RegEx for the Writer

As an IT professional, I use regular expressions every day. Regular expression (or RegEx) is a syntax employed by modern programming and web tools to provide sophisticated pattern-matching capabilities. They scare me a little, because I maintain that all non-trivial regular expressions are what John Dykstra used to call “miracle programs”, programs that are wrong and only appear to work because they have not yet met the right input data that will cause them to stumble, embarrassingly, disastrously, into ruin.

Still, they are handy, and let us go way beyond the simple wildcard matches of yesteryear. So it is not surprising that OpenOffice/LibreOffice, the open source replacements for Microsoft Office written by a global community of uber-geeks, support RegEx. As and author, I use this capability quite a lot. When writing a novel, it is not uncommon to realize (or worry) that you have been systematically making some grammatical or mechanical mistake—it happens to the best of us—or simply to decide to make some global change. Simple search-and-replace is a boon, but RegEx takes us further. For example, “^And” will find lines beginning with a conjunction, “ to [:alpha:]*[\.\!\?]” will find sentences ending with (one particular) preposition.

I have also used RegEx when preparing text for on-line submission, where in-line text needs to be readable on a wide variety of clients. I use an online tool (http://www.formatit.com/) to insert linefeeds enough to format my pasted text to the proper width for submission, then past it back into Libre and use a global replace to transform the end of each line (“$”) into a pair of linefeeds (“\n\n”) and so produce text that remains double spaced even when divorced from the text styles of th word processor.

Recently, I noticed a particular sentence in which I had used three “em” dashes. I wanted to come back to it later, but had forgotten where it was.

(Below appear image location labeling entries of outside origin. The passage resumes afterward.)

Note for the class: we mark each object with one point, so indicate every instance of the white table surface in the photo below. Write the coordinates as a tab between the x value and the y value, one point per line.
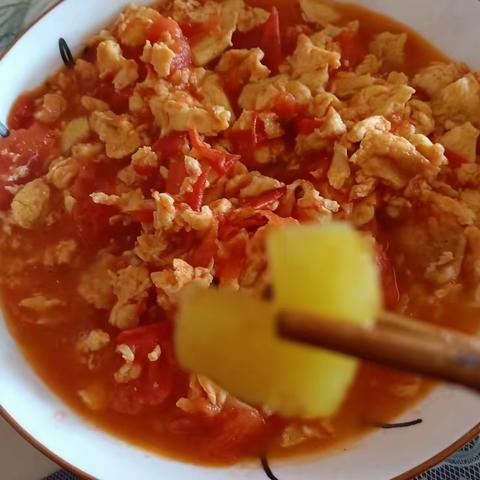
19	460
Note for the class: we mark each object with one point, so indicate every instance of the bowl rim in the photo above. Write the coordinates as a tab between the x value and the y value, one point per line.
408	475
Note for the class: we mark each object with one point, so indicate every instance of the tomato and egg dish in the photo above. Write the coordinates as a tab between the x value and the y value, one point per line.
182	136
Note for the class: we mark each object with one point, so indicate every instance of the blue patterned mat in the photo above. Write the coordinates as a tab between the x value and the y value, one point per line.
464	465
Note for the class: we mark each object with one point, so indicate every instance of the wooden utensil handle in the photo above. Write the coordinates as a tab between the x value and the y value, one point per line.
441	354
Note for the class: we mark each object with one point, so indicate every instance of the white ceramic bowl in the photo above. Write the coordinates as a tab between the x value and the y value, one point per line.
449	415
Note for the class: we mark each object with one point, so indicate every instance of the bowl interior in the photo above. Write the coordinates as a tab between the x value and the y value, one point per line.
448	413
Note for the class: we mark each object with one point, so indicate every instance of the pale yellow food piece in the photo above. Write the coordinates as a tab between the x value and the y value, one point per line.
231	337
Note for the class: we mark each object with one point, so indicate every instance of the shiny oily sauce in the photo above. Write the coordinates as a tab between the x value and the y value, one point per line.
143	409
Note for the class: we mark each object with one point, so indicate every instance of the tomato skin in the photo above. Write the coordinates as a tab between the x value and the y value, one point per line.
220	161
231	433
195	197
391	293
246	141
231	263
27	148
353	48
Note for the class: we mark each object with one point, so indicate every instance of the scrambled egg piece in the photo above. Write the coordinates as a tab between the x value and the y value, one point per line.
160	56
310	64
112	63
170	282
392	159
178	111
438	75
462	140
264	94
458	102
117	132
30	203
133	25
316	11
244	63
390	48
219	39
130	286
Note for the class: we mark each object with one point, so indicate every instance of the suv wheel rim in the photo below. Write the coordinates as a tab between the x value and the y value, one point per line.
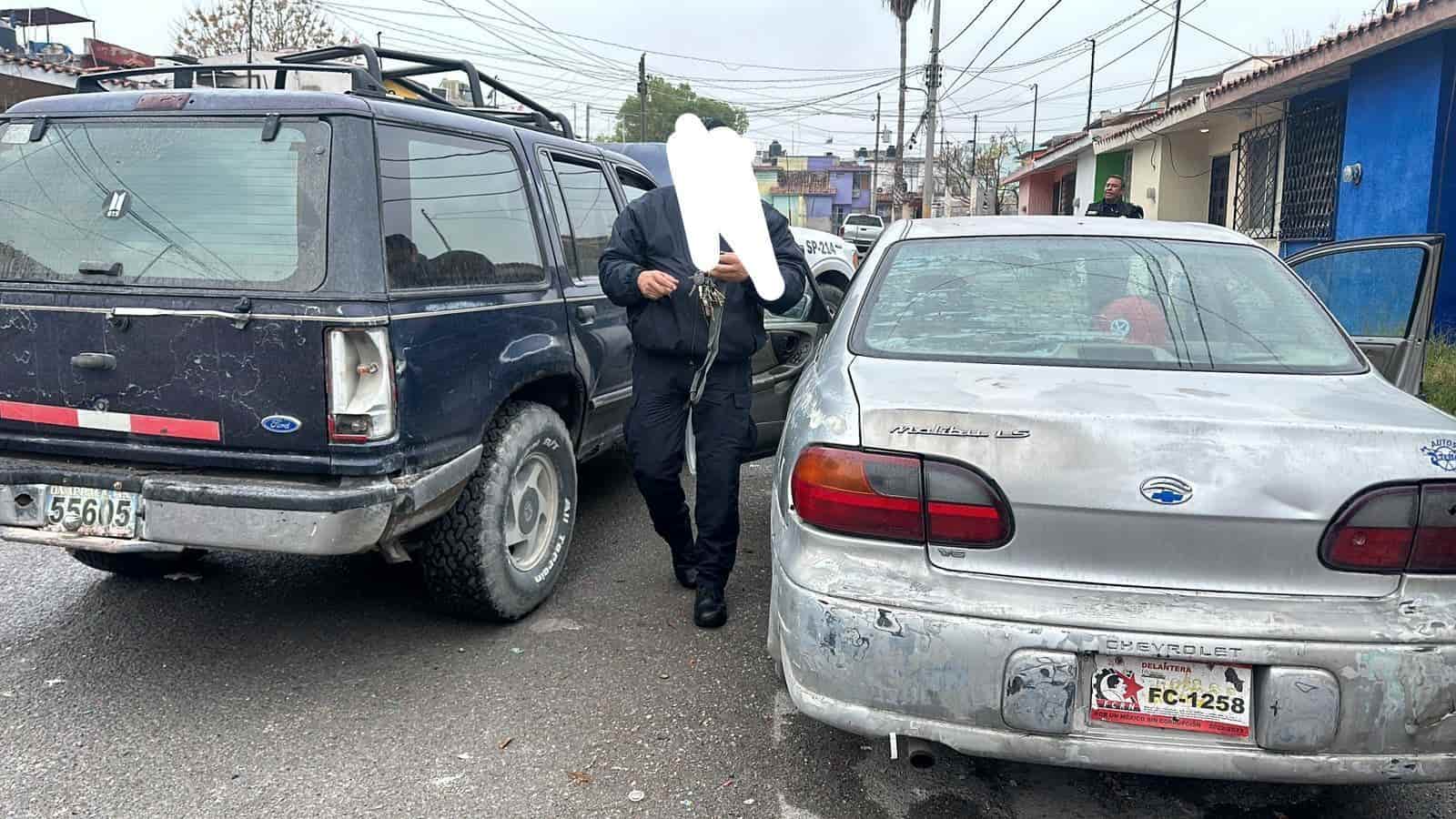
531	511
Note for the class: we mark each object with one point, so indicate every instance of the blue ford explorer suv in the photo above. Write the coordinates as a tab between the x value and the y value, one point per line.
313	322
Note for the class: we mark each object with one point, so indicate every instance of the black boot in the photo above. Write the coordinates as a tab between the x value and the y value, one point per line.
710	610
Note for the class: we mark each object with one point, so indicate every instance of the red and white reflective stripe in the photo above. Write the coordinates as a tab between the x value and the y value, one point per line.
188	429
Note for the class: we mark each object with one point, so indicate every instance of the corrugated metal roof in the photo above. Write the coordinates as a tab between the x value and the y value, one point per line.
53	67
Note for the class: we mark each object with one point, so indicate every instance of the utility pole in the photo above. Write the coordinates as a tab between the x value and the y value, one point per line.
976	127
642	96
932	86
1172	58
1036	101
874	162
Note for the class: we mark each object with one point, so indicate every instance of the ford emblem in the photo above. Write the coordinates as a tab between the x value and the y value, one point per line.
281	424
1167	490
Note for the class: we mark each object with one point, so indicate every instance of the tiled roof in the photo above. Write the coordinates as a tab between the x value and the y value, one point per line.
1358	38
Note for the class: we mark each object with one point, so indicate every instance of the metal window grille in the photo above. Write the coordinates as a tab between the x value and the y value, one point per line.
1069	194
1259	181
1312	172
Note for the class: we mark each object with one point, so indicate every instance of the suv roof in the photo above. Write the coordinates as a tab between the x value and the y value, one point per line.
375	92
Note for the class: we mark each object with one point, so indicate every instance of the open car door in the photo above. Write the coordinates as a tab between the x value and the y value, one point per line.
1382	290
778	366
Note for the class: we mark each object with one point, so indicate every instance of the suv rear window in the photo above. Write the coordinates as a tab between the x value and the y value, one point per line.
174	203
1136	303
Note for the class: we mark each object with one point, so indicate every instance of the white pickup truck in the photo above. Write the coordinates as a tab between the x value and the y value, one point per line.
861	229
832	263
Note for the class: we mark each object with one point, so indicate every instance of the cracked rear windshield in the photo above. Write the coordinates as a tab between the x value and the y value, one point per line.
1139	303
165	203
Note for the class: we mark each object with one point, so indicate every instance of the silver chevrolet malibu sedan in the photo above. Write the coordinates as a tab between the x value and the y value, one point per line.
1126	494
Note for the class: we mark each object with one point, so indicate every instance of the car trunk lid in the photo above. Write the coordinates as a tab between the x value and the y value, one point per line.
1164	480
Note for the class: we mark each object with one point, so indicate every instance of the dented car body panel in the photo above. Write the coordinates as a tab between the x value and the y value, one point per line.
1349	676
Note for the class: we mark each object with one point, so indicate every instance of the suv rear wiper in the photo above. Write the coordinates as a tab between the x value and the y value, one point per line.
99	268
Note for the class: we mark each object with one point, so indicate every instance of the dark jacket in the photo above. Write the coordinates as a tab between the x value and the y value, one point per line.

Rather than search through all 300 dashes in my manuscript, I save the file as text and used the following command line to find my quarry:

grep -o -e "[^\.\!?]*—[^\.\!?]*—[^\.\!?]*—[^\.\!?]*[\.\!?\"]" "Doomsday's Wake.txt"

This searches for any string of letters containing three dashes and preceding a sentence-ending punctuation mark. (If you know RegEx, you know that a repetition operator can simplify this, but for some reason, the version of grep I am running won’t accept it).

That solved, I used this to count the total number of sentences in my document:

grep -o -e "[^\.\!?]*[\.\!?\"]" "Doomsday's Wake.txt"

and this to display all those using a pair of dashes for review:

grep -o -n -e "[^\.\!?]*—[^\.\!?]*[\.\!?\"]" "Doomsday's Wake.txt" | more

Powertools: they’re not just for motor-heads.